E proprio come fa Fernandel nel film, Don Evandro ha pronunciato toccanti parole di speranza, le stesse dell’attore francese che impersonava il parroco brescellese. «Non è la prima volta – ha detto don Gherardi – che una sciagura (il fiume, in originale) invade le nostre case, un giorno però il virus si ritirerà (le acque si ritireranno, in originale, ndr) e il sole ritornerà a splendere. E allora con la fratellanza che ci ha unito in queste ore terribili, con la tenacia che Dio ci ha dato, ricominceremo a lottare perché il sole sia più splendente, perché i fiori siano più belli e perché la miseria sparisca dai nostri paesi e dai nostri villaggi.

Dimenticheremo le discordie e quando avremo voglia di morte cercheremo di sorridere così tutto sarà più facile e il nostro paese diventerà un piccolo paradiso in terra. Andate fratelli, io rimango qui per salutare il primo sole che porterà, a voi lontani, con la voce delle nostre campane, il lieto annuncio del risveglio».

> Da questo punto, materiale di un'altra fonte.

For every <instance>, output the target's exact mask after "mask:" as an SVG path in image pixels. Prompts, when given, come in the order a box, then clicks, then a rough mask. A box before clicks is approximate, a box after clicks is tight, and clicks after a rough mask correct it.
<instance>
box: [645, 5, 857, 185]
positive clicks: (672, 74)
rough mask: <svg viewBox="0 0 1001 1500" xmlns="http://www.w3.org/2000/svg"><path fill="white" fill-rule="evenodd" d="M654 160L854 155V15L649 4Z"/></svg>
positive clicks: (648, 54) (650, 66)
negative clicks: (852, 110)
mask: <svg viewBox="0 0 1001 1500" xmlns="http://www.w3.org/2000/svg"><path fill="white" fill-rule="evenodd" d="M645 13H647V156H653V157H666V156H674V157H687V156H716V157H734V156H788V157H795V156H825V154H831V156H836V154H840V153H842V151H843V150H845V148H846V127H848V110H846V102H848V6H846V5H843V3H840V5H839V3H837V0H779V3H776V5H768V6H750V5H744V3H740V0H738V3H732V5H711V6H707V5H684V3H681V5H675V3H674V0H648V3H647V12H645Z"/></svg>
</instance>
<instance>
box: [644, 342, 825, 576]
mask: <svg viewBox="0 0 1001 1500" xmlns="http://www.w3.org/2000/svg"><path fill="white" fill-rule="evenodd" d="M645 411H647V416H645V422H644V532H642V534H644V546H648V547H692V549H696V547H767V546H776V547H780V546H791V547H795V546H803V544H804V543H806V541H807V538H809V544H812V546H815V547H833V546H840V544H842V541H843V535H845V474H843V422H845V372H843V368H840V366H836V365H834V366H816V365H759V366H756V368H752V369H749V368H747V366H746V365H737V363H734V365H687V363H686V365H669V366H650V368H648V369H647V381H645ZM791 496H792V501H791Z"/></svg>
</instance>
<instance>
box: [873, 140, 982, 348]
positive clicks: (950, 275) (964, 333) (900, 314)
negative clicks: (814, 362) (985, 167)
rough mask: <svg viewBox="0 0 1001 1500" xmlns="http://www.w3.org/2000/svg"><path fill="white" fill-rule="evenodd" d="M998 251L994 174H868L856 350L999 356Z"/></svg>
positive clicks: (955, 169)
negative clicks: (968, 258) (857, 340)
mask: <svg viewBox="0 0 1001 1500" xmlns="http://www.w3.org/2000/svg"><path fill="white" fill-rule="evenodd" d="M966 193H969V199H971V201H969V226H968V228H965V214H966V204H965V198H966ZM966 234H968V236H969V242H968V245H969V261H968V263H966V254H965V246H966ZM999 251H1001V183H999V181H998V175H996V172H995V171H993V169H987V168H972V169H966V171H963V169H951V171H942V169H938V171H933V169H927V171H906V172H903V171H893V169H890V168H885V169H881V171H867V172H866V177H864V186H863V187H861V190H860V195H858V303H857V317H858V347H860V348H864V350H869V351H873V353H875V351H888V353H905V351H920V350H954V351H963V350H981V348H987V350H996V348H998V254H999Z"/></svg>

Il famoso “crocefisso parlante” – così definito perché nelle opere di Guareschi e nei film Gesù colloquiava con Don Camillo – si trova solitamente nella cappelletta laterale a sinistra dell’ingresso della chiesa.

L’opera fu realizzata appositamente per le riprese cinematografiche dallo scultore veronese Bruno Avesani con l’aiuto di un falegname locale, Emilio Bianchini. Avesani realizzò tre volti intercambiabili con tre diverse espressioni: di questi, purtroppo, se ne è conservato soltanto uno, quello del Cristo con il capo reclinato.

Il crocifisso (alto 1,65 metri senza la croce) pesa 13 chili. Terminata l’avventura cinematografica di don Camillo e Peppone, il Cristo fu donato da Angelo Rizzoli alla chiesa di Brescello e conservato con cura dal sacerdote don Dino Alberici. Poi, dal 1970, anno dell’ultimo film della saga, l’incompiuto “Don Camillo e i giovani d'oggi”, è sempre rimasto in chiesa, fino al 2013.